Packaging a Topology

When packaging your topology, it's important that you use the maven-shade-plugin as opposed to the maven-assembly-plugin.

The shade plugin provides facilities for merging JAR manifest entries, which the hadoop client leverages for URL scheme resolution.

If you experience errors such as the following:

java.lang.RuntimeException: Error preparing HdfsBolt: No FileSystem for scheme: hdfs

it's an indication that your topology jar file isn't packaged properly.

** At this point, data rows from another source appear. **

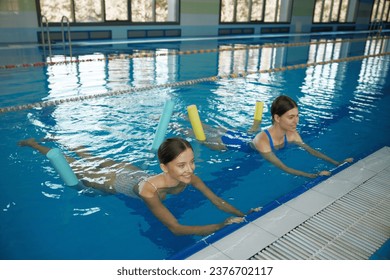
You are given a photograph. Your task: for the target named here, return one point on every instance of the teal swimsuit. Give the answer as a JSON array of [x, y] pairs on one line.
[[271, 143]]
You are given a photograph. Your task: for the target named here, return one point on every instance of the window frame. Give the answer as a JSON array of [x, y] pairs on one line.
[[289, 15], [108, 22], [339, 13]]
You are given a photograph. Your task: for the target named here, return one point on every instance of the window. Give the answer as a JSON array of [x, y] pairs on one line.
[[92, 11], [331, 11], [233, 11], [381, 11]]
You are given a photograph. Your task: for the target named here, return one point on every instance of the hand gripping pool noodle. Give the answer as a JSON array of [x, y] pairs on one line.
[[196, 123], [259, 110], [163, 125], [62, 167]]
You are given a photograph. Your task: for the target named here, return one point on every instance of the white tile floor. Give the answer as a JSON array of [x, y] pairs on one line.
[[253, 237]]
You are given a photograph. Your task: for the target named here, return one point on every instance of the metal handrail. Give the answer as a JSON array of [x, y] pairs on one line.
[[63, 35], [376, 25], [44, 19]]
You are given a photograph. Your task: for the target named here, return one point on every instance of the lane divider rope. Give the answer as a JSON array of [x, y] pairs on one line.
[[188, 52], [44, 104]]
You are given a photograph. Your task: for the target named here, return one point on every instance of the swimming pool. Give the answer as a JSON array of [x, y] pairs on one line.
[[343, 108]]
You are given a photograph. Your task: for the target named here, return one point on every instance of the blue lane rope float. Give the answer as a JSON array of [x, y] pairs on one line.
[[163, 124], [62, 167], [44, 104]]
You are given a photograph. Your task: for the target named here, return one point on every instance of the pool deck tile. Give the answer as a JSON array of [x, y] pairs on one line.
[[258, 233]]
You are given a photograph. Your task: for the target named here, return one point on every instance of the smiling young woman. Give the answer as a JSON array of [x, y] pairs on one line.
[[176, 159], [285, 118]]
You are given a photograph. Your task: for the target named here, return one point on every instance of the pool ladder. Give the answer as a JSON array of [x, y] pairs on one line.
[[45, 28]]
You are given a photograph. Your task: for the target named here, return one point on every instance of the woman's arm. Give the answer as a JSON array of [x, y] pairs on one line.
[[166, 217], [320, 155], [271, 157], [217, 201]]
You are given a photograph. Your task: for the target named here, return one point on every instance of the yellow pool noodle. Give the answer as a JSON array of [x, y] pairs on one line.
[[259, 110], [196, 123]]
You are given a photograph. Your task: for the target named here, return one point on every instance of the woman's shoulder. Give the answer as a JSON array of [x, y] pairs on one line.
[[261, 142], [148, 187]]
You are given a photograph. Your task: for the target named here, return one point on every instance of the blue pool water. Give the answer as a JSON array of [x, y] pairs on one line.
[[343, 111]]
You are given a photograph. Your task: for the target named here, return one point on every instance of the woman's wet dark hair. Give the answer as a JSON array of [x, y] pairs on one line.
[[281, 105], [171, 148]]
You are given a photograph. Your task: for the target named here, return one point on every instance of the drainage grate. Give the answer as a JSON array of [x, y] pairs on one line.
[[353, 227]]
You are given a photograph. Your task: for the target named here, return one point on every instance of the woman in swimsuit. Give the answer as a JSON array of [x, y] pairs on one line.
[[283, 131], [177, 163]]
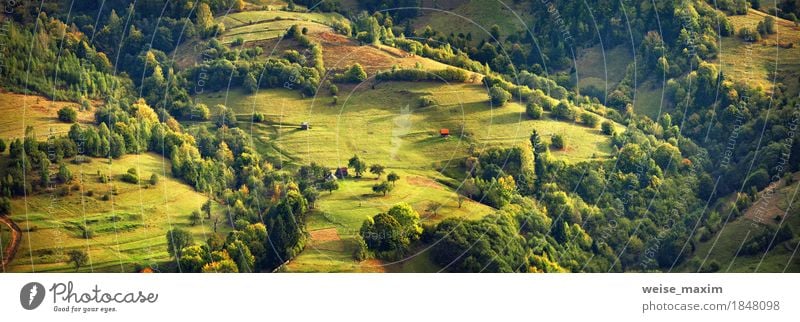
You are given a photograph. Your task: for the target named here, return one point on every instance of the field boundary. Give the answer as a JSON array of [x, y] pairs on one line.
[[11, 249]]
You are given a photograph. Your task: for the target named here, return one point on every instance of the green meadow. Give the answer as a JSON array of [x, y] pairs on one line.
[[127, 230]]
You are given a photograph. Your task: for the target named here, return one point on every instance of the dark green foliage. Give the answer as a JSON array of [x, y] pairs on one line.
[[534, 110], [358, 165], [491, 244], [607, 128], [78, 258], [558, 142], [589, 119], [383, 187], [498, 96], [564, 111], [177, 240], [67, 115], [5, 206], [131, 176], [390, 234]]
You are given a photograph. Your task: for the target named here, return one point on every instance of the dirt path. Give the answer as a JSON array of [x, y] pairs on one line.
[[11, 249]]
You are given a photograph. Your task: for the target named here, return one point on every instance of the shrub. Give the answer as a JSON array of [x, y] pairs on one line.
[[426, 101], [563, 111], [589, 119], [498, 96], [748, 34], [558, 142], [607, 127], [534, 110], [131, 176], [67, 115], [354, 74], [360, 253]]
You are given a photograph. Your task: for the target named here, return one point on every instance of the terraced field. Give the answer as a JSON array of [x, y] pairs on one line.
[[127, 231]]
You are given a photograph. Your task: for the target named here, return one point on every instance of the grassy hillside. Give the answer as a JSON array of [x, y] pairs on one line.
[[476, 17], [38, 111], [724, 246], [757, 63], [128, 229], [600, 68], [386, 125]]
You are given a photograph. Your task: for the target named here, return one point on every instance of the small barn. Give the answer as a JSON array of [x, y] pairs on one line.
[[341, 172]]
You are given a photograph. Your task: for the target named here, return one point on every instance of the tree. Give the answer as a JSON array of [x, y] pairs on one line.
[[377, 170], [433, 207], [205, 19], [498, 96], [536, 142], [5, 206], [769, 25], [250, 84], [206, 208], [589, 119], [330, 185], [354, 74], [495, 32], [77, 258], [221, 262], [383, 187], [242, 256], [194, 258], [607, 128], [558, 142], [390, 234], [177, 240], [534, 110], [238, 5], [357, 164], [226, 117], [563, 111], [153, 179], [67, 115], [64, 175], [44, 171], [194, 218], [392, 177]]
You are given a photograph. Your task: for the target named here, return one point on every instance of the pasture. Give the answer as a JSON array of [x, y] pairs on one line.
[[127, 230]]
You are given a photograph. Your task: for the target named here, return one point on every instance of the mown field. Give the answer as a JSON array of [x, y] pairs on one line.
[[756, 63], [724, 246], [128, 229], [476, 17], [250, 17], [18, 111], [385, 125]]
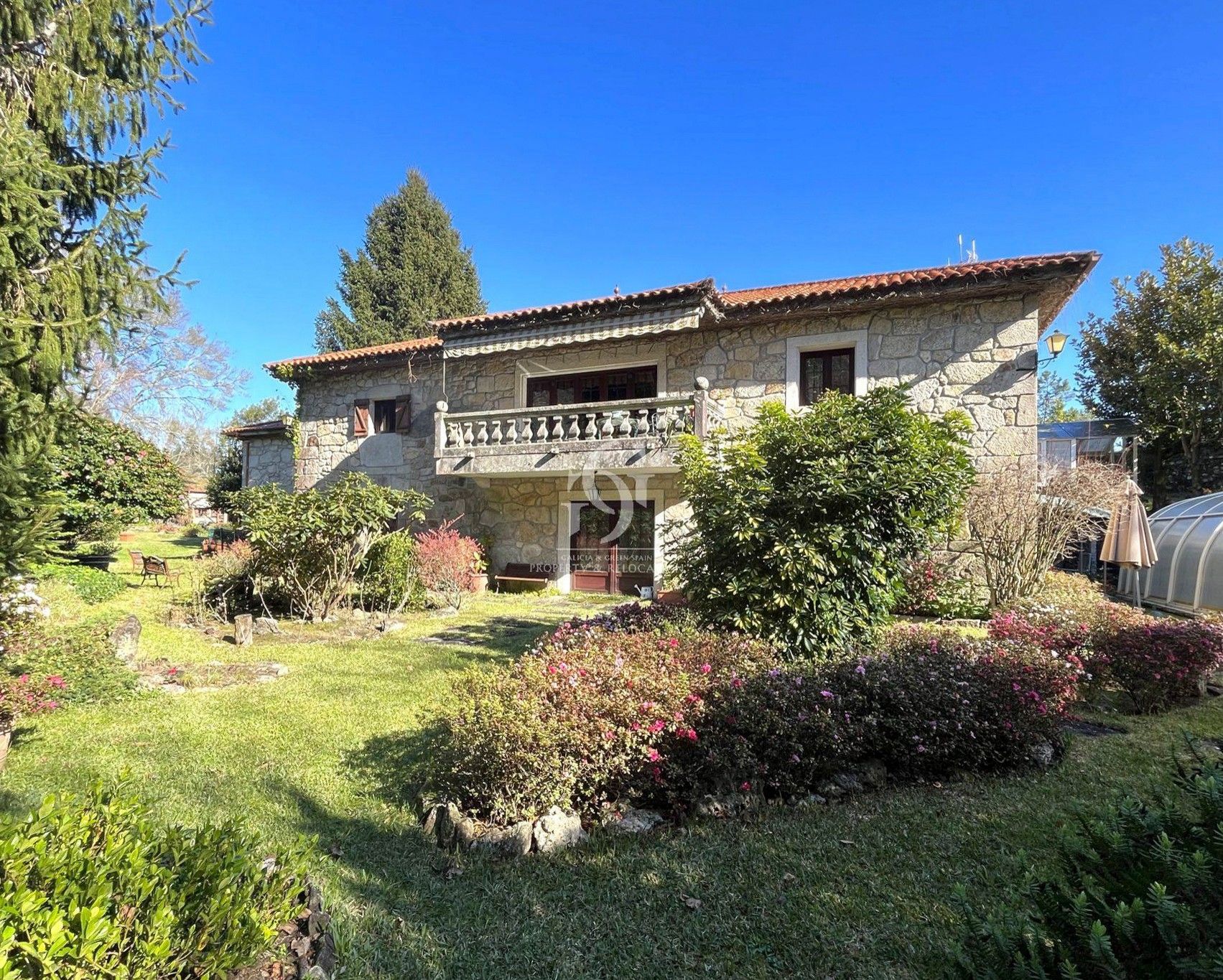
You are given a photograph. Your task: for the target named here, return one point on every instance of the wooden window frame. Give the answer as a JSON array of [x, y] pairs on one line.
[[548, 383], [824, 356]]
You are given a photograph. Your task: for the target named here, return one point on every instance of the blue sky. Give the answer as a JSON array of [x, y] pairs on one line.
[[582, 147]]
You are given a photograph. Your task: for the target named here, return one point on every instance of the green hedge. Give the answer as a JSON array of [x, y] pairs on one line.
[[94, 887]]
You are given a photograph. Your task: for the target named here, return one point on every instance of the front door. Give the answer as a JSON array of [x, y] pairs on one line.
[[612, 550]]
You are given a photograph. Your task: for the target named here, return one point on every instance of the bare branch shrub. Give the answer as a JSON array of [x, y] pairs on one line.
[[1020, 521]]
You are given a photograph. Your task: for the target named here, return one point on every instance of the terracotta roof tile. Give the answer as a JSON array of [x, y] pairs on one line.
[[936, 275], [601, 303], [356, 353], [276, 426]]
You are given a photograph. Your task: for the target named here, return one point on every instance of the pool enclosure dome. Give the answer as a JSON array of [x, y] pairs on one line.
[[1188, 576]]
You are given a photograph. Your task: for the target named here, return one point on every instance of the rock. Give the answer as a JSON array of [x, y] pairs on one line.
[[556, 830], [873, 774], [1042, 754], [506, 842], [266, 625], [126, 639], [631, 821], [445, 823], [466, 831]]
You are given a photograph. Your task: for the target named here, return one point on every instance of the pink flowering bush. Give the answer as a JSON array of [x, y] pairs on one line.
[[590, 715], [447, 561], [1157, 663], [939, 701], [22, 696], [924, 701]]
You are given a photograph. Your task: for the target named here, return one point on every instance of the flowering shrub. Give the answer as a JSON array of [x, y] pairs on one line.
[[1158, 663], [22, 696], [447, 561], [925, 703], [931, 587], [942, 701], [584, 719]]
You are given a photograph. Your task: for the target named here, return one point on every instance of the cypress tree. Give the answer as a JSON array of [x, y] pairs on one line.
[[412, 269], [78, 85]]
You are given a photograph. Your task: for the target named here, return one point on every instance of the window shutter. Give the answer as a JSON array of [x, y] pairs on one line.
[[403, 414]]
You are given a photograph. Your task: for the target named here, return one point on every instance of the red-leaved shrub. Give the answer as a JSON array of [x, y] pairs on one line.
[[1157, 663], [447, 561], [925, 701], [580, 722]]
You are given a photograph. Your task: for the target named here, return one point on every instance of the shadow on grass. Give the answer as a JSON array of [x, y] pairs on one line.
[[383, 767]]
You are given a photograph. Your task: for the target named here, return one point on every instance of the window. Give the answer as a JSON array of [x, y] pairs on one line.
[[824, 370], [592, 386], [382, 416]]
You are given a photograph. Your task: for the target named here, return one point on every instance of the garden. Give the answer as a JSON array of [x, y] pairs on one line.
[[855, 750]]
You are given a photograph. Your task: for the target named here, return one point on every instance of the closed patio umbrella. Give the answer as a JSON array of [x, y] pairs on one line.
[[1128, 541]]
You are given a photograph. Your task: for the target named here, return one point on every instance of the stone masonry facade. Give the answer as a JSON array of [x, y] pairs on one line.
[[954, 355]]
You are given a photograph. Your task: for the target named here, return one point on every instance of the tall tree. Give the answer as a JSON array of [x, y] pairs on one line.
[[1158, 358], [162, 368], [1054, 400], [78, 85], [412, 269]]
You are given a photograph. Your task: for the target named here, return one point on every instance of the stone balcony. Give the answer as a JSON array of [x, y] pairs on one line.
[[631, 434]]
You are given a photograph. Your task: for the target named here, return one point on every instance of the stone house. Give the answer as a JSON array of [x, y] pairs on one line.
[[551, 430]]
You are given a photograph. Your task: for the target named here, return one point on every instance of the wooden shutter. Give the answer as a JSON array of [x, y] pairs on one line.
[[403, 414]]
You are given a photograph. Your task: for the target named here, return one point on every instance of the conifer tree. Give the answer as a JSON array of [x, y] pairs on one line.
[[412, 269], [78, 82]]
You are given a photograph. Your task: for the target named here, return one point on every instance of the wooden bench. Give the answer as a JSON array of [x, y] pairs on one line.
[[519, 577], [159, 571]]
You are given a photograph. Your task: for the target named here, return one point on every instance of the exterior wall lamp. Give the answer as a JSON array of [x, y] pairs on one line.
[[1029, 360]]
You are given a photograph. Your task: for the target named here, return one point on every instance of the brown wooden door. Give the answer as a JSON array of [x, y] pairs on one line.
[[612, 551]]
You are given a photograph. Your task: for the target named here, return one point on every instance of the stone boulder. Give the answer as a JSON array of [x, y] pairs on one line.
[[631, 821], [125, 638], [557, 830], [506, 842]]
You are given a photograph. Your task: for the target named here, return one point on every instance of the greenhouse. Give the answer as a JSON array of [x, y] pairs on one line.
[[1188, 576]]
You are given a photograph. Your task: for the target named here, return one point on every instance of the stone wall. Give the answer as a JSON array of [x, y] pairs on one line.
[[954, 355], [268, 461]]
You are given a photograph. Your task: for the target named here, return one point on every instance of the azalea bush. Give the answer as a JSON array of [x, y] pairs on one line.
[[1135, 891], [22, 694], [586, 717], [97, 887], [803, 523], [924, 703], [641, 705], [447, 560], [75, 664], [309, 545], [1158, 663]]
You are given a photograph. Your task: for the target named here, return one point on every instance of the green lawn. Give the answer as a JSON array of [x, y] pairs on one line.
[[862, 890]]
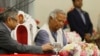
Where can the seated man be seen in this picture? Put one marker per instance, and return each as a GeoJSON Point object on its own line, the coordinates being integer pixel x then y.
{"type": "Point", "coordinates": [52, 31]}
{"type": "Point", "coordinates": [7, 44]}
{"type": "Point", "coordinates": [28, 23]}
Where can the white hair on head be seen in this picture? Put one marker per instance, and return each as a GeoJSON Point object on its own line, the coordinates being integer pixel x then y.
{"type": "Point", "coordinates": [54, 13]}
{"type": "Point", "coordinates": [23, 13]}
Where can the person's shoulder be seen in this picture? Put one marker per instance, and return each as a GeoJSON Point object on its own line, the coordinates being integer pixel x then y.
{"type": "Point", "coordinates": [71, 11]}
{"type": "Point", "coordinates": [85, 12]}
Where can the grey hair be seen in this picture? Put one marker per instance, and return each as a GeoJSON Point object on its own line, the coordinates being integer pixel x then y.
{"type": "Point", "coordinates": [54, 13]}
{"type": "Point", "coordinates": [12, 12]}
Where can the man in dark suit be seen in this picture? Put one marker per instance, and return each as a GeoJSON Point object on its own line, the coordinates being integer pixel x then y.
{"type": "Point", "coordinates": [79, 20]}
{"type": "Point", "coordinates": [7, 44]}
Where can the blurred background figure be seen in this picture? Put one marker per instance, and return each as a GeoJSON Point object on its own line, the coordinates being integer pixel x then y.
{"type": "Point", "coordinates": [79, 20]}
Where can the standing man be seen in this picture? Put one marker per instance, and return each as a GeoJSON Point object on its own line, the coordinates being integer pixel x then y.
{"type": "Point", "coordinates": [7, 44]}
{"type": "Point", "coordinates": [79, 20]}
{"type": "Point", "coordinates": [52, 32]}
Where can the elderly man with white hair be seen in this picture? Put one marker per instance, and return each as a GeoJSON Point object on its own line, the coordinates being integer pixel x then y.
{"type": "Point", "coordinates": [52, 32]}
{"type": "Point", "coordinates": [26, 28]}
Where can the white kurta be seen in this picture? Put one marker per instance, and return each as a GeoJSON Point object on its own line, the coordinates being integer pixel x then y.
{"type": "Point", "coordinates": [51, 38]}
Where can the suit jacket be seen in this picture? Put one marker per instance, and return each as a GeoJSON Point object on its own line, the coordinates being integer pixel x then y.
{"type": "Point", "coordinates": [8, 45]}
{"type": "Point", "coordinates": [76, 23]}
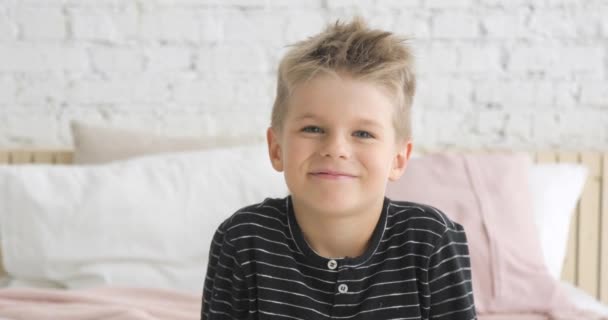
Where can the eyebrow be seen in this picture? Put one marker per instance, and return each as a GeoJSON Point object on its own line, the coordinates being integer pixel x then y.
{"type": "Point", "coordinates": [361, 121]}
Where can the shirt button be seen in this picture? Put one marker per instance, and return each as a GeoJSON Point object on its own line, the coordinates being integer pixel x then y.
{"type": "Point", "coordinates": [332, 264]}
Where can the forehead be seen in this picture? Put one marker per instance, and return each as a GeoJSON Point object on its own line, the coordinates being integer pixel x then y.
{"type": "Point", "coordinates": [334, 95]}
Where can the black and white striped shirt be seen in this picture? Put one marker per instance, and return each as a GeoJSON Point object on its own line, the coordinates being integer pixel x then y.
{"type": "Point", "coordinates": [416, 267]}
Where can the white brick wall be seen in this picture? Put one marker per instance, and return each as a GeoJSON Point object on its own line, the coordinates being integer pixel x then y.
{"type": "Point", "coordinates": [517, 73]}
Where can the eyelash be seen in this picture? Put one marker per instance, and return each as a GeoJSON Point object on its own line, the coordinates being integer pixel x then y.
{"type": "Point", "coordinates": [359, 133]}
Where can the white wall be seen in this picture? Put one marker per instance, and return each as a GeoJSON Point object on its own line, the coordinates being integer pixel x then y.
{"type": "Point", "coordinates": [512, 73]}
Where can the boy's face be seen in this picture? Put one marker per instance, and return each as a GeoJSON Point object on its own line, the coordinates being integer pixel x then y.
{"type": "Point", "coordinates": [338, 146]}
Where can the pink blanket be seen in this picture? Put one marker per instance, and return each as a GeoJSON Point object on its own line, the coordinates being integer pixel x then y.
{"type": "Point", "coordinates": [113, 303]}
{"type": "Point", "coordinates": [110, 303]}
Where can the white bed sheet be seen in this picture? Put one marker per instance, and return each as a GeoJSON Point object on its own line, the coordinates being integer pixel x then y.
{"type": "Point", "coordinates": [585, 301]}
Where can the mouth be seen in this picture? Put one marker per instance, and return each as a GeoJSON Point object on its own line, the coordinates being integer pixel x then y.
{"type": "Point", "coordinates": [331, 175]}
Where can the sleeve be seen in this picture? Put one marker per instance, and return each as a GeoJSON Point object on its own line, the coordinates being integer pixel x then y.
{"type": "Point", "coordinates": [225, 293]}
{"type": "Point", "coordinates": [450, 277]}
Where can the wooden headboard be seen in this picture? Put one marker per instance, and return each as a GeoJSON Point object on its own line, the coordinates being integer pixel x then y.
{"type": "Point", "coordinates": [586, 264]}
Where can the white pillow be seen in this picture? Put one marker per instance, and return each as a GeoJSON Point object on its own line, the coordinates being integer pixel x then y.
{"type": "Point", "coordinates": [144, 222]}
{"type": "Point", "coordinates": [556, 189]}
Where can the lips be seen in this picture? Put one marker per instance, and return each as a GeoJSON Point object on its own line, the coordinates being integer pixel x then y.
{"type": "Point", "coordinates": [331, 174]}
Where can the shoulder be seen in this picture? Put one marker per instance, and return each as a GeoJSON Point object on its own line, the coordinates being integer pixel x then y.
{"type": "Point", "coordinates": [258, 218]}
{"type": "Point", "coordinates": [405, 214]}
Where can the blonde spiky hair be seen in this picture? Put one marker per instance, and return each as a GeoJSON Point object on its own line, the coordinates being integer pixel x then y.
{"type": "Point", "coordinates": [355, 50]}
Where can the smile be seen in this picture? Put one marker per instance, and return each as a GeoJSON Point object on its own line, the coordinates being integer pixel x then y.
{"type": "Point", "coordinates": [332, 175]}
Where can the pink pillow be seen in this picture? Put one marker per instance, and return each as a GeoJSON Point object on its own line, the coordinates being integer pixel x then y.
{"type": "Point", "coordinates": [488, 194]}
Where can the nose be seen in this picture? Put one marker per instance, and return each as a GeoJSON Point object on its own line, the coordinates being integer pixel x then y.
{"type": "Point", "coordinates": [335, 146]}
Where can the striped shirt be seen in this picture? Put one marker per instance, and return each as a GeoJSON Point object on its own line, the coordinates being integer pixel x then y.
{"type": "Point", "coordinates": [416, 267]}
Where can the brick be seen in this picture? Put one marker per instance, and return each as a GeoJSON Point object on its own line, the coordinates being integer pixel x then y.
{"type": "Point", "coordinates": [8, 89]}
{"type": "Point", "coordinates": [514, 94]}
{"type": "Point", "coordinates": [444, 93]}
{"type": "Point", "coordinates": [231, 58]}
{"type": "Point", "coordinates": [448, 4]}
{"type": "Point", "coordinates": [595, 94]}
{"type": "Point", "coordinates": [304, 25]}
{"type": "Point", "coordinates": [42, 23]}
{"type": "Point", "coordinates": [491, 122]}
{"type": "Point", "coordinates": [210, 90]}
{"type": "Point", "coordinates": [557, 62]}
{"type": "Point", "coordinates": [339, 4]}
{"type": "Point", "coordinates": [170, 24]}
{"type": "Point", "coordinates": [114, 91]}
{"type": "Point", "coordinates": [481, 59]}
{"type": "Point", "coordinates": [553, 24]}
{"type": "Point", "coordinates": [400, 4]}
{"type": "Point", "coordinates": [104, 24]}
{"type": "Point", "coordinates": [168, 58]}
{"type": "Point", "coordinates": [8, 27]}
{"type": "Point", "coordinates": [455, 25]}
{"type": "Point", "coordinates": [505, 24]}
{"type": "Point", "coordinates": [116, 59]}
{"type": "Point", "coordinates": [210, 26]}
{"type": "Point", "coordinates": [518, 127]}
{"type": "Point", "coordinates": [566, 94]}
{"type": "Point", "coordinates": [29, 57]}
{"type": "Point", "coordinates": [412, 25]}
{"type": "Point", "coordinates": [31, 127]}
{"type": "Point", "coordinates": [258, 91]}
{"type": "Point", "coordinates": [41, 88]}
{"type": "Point", "coordinates": [436, 59]}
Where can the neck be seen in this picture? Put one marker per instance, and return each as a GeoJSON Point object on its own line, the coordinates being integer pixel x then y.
{"type": "Point", "coordinates": [335, 235]}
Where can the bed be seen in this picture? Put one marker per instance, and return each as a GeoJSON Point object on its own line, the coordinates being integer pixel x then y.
{"type": "Point", "coordinates": [585, 267]}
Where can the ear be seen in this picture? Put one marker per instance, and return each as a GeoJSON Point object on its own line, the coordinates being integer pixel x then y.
{"type": "Point", "coordinates": [274, 149]}
{"type": "Point", "coordinates": [400, 161]}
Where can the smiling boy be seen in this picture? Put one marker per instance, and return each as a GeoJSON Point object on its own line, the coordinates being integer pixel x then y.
{"type": "Point", "coordinates": [336, 247]}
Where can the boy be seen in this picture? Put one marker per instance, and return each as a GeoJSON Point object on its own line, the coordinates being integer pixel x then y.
{"type": "Point", "coordinates": [336, 247]}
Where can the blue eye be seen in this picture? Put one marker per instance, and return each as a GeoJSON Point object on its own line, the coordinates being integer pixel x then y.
{"type": "Point", "coordinates": [363, 134]}
{"type": "Point", "coordinates": [312, 129]}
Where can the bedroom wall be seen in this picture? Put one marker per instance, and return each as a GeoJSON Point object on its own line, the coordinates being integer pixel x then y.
{"type": "Point", "coordinates": [521, 74]}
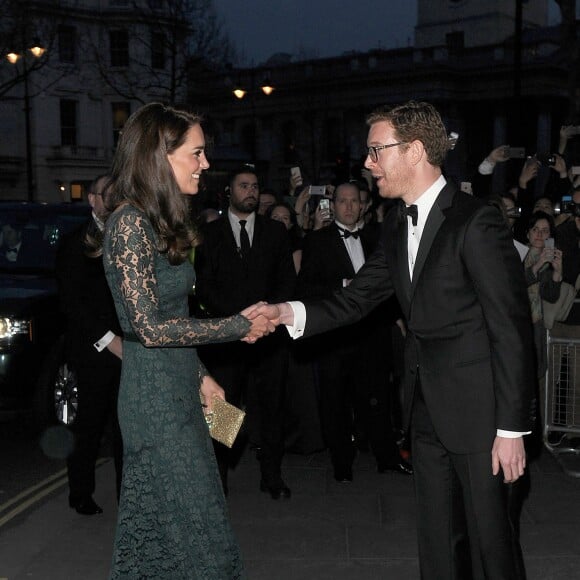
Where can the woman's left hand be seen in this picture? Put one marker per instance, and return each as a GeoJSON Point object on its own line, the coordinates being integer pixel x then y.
{"type": "Point", "coordinates": [210, 389]}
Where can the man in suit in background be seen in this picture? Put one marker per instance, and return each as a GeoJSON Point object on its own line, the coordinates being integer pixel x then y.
{"type": "Point", "coordinates": [469, 371]}
{"type": "Point", "coordinates": [345, 358]}
{"type": "Point", "coordinates": [245, 258]}
{"type": "Point", "coordinates": [93, 350]}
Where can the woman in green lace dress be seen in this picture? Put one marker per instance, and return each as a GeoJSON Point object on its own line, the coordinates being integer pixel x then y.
{"type": "Point", "coordinates": [172, 522]}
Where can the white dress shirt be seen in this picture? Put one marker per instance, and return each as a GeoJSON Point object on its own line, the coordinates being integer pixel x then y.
{"type": "Point", "coordinates": [424, 204]}
{"type": "Point", "coordinates": [354, 248]}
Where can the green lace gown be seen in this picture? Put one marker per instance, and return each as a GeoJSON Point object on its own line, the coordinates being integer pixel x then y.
{"type": "Point", "coordinates": [172, 522]}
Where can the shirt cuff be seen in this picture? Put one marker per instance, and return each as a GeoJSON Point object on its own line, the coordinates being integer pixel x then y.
{"type": "Point", "coordinates": [486, 167]}
{"type": "Point", "coordinates": [297, 329]}
{"type": "Point", "coordinates": [104, 341]}
{"type": "Point", "coordinates": [511, 434]}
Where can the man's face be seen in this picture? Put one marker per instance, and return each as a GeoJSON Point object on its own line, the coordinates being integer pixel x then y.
{"type": "Point", "coordinates": [392, 169]}
{"type": "Point", "coordinates": [347, 204]}
{"type": "Point", "coordinates": [244, 193]}
{"type": "Point", "coordinates": [265, 201]}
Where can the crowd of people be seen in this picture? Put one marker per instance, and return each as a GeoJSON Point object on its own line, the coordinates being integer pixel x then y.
{"type": "Point", "coordinates": [395, 261]}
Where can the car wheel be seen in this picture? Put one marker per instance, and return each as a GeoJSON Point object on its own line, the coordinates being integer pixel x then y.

If you are using maven to create your topology jar, you should use the following maven-shade-plugin configuration to create your topology jar:

<plugin>
    <groupId>org.apache.maven.plugins</groupId>
    <artifactId>maven-shade-plugin</artifactId>
    <version>1.4</version>
    <configuration>
        <createDependencyReducedPom>true</createDependencyReducedPom>
    </configuration>
    <executions>
        <execution>
            <phase>package</phase>
            <goals>
                <goal>shade</goal>
            </goals>
            <configuration>
                <transformers>
                    <transformer
                            implementation="org.apache.maven.plugins.shade.resource.ServicesResourceTransformer"/>
                    <transformer
                            implementation="org.apache.maven.plugins.shade.resource.ManifestResourceTransformer">
                        <mainClass></mainClass>
                    </transformer>
                </transformers>
            </configuration>
        </execution>
    </executions>
</plugin>

Specifying a Hadoop Version

By default, storm-hdfs uses the following Hadoop dependencies:

<dependency>
    <groupId>org.apache.hadoop</groupId>
    <artifactId>hadoop-client</artifactId>
    <version>2.6.1</version>
    <exclusions>
        <exclusion>
            <groupId>org.slf4j</groupId>
            <artifactId>slf4j-log4j12</artifactId>
        </exclusion>
    </exclusions>
</dependency>
<dependency>
    <groupId>org.apache.hadoop</groupId>
    <artifactId>hadoop-hdfs</artifactId>
    <version>2.6.1</version>
    <exclusions>
        <exclusion>
            <groupId>org.slf4j</groupId>
            <artifactId>slf4j-log4j12</artifactId>
        </exclusion>
    </exclusions>
</dependency>

If you are using a different version of Hadoop, you should exclude the Hadoop libraries from the storm-hdfs dependency and add the dependencies for your preferred version in your pom.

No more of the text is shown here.